Le géant américain Berkshire Hathaway a accéléré ses rachats d'actions et réduit son stock de trésorerie au deuxième trimestre. Entre avril et juin, le conglomérat a racheté pour 4,5 milliards de dollars de ses propres titres, puis plus de 3,3 milliards supplémentaires en juillet. Cette stratégie marque une reprise des rachats, suspendus pendant près de deux ans avant mars 2025.

Trésor de guerre en baisse : Berkshire Hathaway a réduit son trésor de guerre de 15,5 milliards de dollars en trois mois, passant de 380,2 milliards à 364,7 milliards de dollars fin juin. Cette baisse s'accompagne d'investissements massifs dans des actions comme Alphabet, dont les participations ont été augmentées de 10 milliards de dollars. Le conglomérat détient désormais l'une de ses plus importantes lignes en actions technologiques.

Un virage stratégique sous Greg Abel

Le profit opérationnel du deuxième trimestre a atteint 12,98 milliards de dollars, en hausse de 16 % par rapport à l'année précédente. Cette performance dépasse les prévisions des analystes, portées par la croissance des activités ferroviaires BNSF et des services comme NetJets et TTI. À l'inverse, l'assureur Geico a pesé sur les résultats avec une baisse de 45 % de son bénéfice souscription avant impôts.

Berkshire Hathaway réduit son trésor de guerre de 15,5 milliards de dollars en trois mois.

Le chiffre d'affaires global a progressé de 10 % à 101,81 milliards de dollars, mettant fin à une période de stagnation. Cependant, Berkshire Hathaway a enregistré une hausse de 25,67 milliards de dollars de bénéfice net, incluant les plus-values et moins-values latentes sur ses participations. Le groupe invite les investisseurs à ne pas tenir compte de cette volatilité.

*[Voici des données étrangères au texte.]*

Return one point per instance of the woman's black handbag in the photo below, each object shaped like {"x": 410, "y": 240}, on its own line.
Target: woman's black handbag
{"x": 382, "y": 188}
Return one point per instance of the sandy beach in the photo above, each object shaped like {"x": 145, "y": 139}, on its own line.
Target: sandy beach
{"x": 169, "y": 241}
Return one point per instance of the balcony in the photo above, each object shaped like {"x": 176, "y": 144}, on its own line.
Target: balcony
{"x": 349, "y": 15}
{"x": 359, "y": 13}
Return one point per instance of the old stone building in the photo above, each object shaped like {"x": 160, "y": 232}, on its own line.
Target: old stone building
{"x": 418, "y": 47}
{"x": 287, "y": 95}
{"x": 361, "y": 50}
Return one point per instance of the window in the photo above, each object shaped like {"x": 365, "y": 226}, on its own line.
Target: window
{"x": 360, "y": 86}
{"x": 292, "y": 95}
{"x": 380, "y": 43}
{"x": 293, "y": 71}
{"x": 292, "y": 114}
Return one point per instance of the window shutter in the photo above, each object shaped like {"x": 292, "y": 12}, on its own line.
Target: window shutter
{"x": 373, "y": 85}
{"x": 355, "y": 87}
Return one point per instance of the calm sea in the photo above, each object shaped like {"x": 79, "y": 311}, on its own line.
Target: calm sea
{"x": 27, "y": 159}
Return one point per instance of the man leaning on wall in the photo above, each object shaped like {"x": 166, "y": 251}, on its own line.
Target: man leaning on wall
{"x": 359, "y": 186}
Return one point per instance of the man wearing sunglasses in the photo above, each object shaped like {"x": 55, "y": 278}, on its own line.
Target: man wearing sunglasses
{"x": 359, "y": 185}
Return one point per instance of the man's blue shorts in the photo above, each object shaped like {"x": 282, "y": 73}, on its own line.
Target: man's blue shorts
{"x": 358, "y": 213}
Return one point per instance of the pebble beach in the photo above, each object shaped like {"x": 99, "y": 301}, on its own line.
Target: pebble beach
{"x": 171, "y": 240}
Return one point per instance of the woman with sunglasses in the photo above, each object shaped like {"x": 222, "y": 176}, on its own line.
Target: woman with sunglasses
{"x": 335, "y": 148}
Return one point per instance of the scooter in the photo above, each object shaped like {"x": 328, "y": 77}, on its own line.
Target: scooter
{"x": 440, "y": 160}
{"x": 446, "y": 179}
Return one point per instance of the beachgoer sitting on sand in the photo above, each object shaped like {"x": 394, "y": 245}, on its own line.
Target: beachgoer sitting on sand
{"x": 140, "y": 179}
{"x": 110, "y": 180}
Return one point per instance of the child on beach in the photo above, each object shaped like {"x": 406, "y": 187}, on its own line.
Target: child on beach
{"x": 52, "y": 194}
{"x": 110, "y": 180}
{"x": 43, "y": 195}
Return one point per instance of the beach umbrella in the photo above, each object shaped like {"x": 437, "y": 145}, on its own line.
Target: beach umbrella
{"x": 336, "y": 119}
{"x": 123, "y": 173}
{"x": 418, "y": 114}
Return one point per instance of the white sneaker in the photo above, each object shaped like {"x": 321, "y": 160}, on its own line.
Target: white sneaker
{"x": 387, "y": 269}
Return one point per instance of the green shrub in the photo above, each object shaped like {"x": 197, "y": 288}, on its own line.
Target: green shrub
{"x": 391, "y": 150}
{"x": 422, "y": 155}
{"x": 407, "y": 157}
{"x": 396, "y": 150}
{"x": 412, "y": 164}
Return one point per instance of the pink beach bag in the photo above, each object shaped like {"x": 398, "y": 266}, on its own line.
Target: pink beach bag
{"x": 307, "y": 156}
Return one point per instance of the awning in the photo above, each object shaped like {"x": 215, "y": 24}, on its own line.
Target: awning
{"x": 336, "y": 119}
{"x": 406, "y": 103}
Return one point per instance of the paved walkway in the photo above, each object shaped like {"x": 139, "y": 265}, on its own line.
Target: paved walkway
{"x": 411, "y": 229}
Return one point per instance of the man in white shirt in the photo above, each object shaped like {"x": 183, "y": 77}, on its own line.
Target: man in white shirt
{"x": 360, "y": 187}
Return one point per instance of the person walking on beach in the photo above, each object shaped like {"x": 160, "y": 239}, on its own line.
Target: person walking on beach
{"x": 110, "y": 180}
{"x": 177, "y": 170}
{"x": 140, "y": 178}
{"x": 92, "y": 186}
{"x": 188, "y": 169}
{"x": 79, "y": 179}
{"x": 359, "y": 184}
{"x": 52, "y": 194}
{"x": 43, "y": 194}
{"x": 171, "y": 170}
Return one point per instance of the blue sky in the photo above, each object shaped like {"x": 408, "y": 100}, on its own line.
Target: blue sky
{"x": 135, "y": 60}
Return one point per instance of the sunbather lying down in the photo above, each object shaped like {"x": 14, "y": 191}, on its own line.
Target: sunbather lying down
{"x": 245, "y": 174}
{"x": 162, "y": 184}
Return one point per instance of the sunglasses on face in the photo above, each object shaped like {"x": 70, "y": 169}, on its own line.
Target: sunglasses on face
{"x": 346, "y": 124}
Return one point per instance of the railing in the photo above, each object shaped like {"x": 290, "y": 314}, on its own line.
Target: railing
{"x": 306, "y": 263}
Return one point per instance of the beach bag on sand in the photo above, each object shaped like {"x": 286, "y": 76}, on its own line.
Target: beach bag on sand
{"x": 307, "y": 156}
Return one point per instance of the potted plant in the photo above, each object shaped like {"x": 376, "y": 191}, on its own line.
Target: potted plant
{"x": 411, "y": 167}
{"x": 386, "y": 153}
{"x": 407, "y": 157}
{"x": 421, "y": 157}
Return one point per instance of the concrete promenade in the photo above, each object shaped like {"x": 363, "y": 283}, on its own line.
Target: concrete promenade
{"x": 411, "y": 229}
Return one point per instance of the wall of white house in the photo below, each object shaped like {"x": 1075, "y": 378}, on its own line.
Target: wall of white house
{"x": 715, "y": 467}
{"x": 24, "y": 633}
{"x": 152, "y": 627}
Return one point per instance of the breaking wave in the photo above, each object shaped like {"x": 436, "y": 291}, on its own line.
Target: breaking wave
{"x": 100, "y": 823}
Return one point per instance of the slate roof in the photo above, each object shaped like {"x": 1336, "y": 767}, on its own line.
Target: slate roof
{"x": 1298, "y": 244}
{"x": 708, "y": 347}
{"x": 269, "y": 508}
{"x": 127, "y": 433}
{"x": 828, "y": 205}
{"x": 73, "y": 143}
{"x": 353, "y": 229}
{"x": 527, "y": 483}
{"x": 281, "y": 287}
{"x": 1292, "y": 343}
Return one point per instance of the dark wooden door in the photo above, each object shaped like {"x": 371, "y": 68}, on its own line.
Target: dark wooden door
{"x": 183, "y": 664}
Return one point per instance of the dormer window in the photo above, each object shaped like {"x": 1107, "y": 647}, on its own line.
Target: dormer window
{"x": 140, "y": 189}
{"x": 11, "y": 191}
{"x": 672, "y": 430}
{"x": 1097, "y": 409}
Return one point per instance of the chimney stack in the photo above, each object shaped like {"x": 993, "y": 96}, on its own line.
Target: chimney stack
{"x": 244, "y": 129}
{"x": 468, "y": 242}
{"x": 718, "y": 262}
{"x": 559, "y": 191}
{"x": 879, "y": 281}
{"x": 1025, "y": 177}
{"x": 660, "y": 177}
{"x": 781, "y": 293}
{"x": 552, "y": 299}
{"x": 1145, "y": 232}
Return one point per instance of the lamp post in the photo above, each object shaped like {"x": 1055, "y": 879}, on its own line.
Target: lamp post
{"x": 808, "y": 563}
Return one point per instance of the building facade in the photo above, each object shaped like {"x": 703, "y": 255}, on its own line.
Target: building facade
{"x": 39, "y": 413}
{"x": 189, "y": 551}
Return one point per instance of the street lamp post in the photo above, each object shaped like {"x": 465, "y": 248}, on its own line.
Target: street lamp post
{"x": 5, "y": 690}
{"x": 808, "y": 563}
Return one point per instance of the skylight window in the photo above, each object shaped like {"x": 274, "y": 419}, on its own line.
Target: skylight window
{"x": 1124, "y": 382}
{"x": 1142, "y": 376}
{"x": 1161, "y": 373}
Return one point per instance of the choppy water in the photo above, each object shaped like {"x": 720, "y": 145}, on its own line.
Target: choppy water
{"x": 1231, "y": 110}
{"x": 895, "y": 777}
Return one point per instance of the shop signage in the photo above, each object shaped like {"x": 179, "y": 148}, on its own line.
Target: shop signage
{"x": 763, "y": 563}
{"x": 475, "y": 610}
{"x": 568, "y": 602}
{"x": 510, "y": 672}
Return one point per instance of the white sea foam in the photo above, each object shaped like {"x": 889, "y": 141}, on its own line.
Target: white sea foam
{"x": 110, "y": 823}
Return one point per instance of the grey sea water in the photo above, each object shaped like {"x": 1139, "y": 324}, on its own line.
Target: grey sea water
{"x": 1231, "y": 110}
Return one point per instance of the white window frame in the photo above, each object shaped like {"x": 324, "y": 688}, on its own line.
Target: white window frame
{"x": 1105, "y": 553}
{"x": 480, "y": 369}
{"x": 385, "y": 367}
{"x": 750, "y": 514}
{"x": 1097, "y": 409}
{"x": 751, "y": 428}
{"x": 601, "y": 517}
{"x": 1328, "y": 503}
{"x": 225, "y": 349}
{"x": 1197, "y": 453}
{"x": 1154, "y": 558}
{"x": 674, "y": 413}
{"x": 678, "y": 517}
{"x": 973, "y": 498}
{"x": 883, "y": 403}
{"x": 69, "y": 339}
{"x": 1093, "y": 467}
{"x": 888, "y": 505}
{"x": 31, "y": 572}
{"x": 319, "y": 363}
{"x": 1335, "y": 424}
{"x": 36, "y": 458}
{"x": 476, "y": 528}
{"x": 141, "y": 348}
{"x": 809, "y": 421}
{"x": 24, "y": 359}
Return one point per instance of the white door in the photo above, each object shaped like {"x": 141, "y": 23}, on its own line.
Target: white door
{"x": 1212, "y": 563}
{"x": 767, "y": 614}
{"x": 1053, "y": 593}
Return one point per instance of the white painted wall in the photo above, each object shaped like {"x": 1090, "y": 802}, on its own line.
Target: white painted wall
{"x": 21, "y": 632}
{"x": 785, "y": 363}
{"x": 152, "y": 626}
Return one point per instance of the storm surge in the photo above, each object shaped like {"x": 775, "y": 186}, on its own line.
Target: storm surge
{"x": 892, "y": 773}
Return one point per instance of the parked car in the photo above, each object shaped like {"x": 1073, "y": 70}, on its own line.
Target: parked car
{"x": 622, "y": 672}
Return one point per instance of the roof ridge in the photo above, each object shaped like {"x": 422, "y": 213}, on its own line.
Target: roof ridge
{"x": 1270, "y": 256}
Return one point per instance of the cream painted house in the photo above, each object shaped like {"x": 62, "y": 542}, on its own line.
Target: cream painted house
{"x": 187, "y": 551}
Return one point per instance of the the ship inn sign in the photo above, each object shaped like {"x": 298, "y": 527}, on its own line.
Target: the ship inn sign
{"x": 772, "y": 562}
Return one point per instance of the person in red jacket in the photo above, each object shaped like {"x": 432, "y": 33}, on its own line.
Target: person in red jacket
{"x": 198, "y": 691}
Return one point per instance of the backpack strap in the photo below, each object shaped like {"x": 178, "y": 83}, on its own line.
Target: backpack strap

Les activités assurantielles et de réassurance ont vu leur profit reculer de 11 %, malgré des pertes immobilières inférieures aux attentes. BNSF a affiché une progression de 6 % de son bénéfice à 1,56 milliard de dollars, portée par le transport de produits de consommation, agricoles et énergétiques. Berkshire Hathaway Energy a, quant à elle, enregistré une hausse de 27 % de son résultat à 891 millions de dollars.

Greg Abel, directeur général depuis le départ de Warren Buffett en mai 2025, confirme son influence croissante. L'analyste Cathy Seifert, de CFRA Research, souligne que « les résultats sont sains et devraient rassurer les investisseurs ». Abel a également investi 6,8 milliards de dollars dans le promoteur immobilier Taylor Morrison fin juillet, diversifiant davantage les actifs du groupe.

Les actions de classe A du groupe sous-performent l'indice S&P 500 de 40 points depuis le départ de Buffett.

Malgré une capitalisation boursière proche de 1,5 fois la valeur comptable, les actions de classe A de Berkshire Hathaway progressent de seulement 3 % en 2025, loin derrière l'indice S&P 500 (+13 %). Depuis l'annonce du départ de Buffett, l'écart atteint 40 points de pourcentage. Geico, en difficulté, dépense massivement en publicité pour regagner des parts de marché, mais ses résultats restent « absolument désastreux » selon Seifert.

Geico en première ligne des difficultés

Les incertitudes macroéconomiques et géopolitiques persistent, notamment concernant les droits de douane et les conflits armés. Berkshire Hathaway souligne également un affaiblissement de la demande dans ses activités grand public, comme ses concessions automobiles ou ses marques de vêtements et de véhicules récréatifs. La confiance des consommateurs semble s'éroder, impactant les performances.